Saturday, January 29, 2011

I'm Ready

I look at my entire high school career so far, and granted I'm not graduating this year, and certain things might change in the process of now and then, but it has been really interesting how I've changed and the person I've turned into since the day I came into high school.

I've never stepped into my high school without a boyfriend. At a certain point, this really bothered me, because I wondered if I was not being independent, or if I was missing out on something that I would get if I didn't have a boyfriend. If I was being to dependent on someone else in order to get through the day. If maybe there was something all the single people were getting that I just would never be able to with having a boyfriend.

Then I realized, during a week when my current boyfriend had to go off for a week how nice it was to have a boyfriend around. I was hit on four times in the process of 3 to 4 school days, had my ass grabbed and almost the same story with my boob. The guy got socked in the gut, and I would have given him a black eye if he hadn't stepped back far enough and someone grabbed my arm in order to make sure I wouldn't break the guys nose. I may not be the strongest person of the bunch, but I can have a flaring temper if someone makes me angry.

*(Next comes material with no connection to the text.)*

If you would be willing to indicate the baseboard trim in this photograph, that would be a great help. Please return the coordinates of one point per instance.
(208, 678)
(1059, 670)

But this made me realize that having a boyfriend didn't make me dependent. Or that I was missing out on something, it made it so I could be my own person, without being constantly hit on, or nearly giving out black eyes for close boob grabs. Having one all the time meant that I could go that club, or sporting event. And I would have someone who would either take care of me making sure I didn't get myself into trouble, or give me my space when I had to take charge of something. Someone who would come to all of my music events and be sitting there right in the front row making sure that when my hands were shaking that I could still do it.

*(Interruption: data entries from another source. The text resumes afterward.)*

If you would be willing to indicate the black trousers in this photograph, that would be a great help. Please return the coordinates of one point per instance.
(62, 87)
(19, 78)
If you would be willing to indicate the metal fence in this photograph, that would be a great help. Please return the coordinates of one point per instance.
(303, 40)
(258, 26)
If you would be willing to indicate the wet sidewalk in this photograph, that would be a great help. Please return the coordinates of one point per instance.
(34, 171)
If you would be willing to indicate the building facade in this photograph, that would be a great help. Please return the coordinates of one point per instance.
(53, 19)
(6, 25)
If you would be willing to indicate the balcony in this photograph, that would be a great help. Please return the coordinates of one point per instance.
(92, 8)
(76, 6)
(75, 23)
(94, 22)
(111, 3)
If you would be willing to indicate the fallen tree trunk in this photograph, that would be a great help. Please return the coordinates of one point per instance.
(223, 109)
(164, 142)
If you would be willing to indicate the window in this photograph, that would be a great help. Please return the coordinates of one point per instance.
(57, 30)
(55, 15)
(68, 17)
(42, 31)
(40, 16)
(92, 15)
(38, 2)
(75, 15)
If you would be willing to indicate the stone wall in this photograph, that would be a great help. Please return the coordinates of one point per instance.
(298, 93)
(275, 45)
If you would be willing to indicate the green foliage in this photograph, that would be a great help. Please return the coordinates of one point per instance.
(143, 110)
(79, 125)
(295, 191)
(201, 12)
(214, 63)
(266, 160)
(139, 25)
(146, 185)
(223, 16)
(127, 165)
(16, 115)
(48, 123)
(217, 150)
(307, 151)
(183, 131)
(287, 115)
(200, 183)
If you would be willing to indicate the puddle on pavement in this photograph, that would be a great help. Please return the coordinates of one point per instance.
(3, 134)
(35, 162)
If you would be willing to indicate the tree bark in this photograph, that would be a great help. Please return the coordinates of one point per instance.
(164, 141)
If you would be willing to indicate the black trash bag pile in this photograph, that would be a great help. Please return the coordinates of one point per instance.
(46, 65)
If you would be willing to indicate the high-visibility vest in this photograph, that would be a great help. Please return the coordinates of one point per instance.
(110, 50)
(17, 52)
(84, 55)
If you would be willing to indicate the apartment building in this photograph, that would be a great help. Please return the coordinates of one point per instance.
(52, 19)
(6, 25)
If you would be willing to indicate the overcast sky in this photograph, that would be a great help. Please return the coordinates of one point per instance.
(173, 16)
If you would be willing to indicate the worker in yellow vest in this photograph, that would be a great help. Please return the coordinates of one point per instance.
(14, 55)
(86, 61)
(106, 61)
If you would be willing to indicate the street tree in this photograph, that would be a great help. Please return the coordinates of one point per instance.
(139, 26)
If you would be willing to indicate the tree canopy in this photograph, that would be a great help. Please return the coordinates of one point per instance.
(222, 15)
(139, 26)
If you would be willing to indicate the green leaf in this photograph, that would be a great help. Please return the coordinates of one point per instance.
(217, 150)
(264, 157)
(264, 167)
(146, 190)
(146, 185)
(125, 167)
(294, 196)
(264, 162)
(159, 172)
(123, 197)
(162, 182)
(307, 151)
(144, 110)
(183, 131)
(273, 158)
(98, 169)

I also, think that in classes, I've kinda changed, because I want to do so much better in them than I did before. I want to succeed and get into a good music school. Before, there wouldn't have been anyone that could convince me that I should go to college, I wanted to join the peace core because I enjoy helping people. I still want to do that, I just want to play music for everyone around the world instead :) Music is the language that everyone can speak.

So, you are wondering what this title is "I'm Ready"? It is as simple as this, I'm ready to take on the world for whatever it is, and whatever it throws at me. Because I am the most independent woman in the entire world, who isn't afraid to tell it like it is, not afraid to go for what she wants, and ready to do what I can.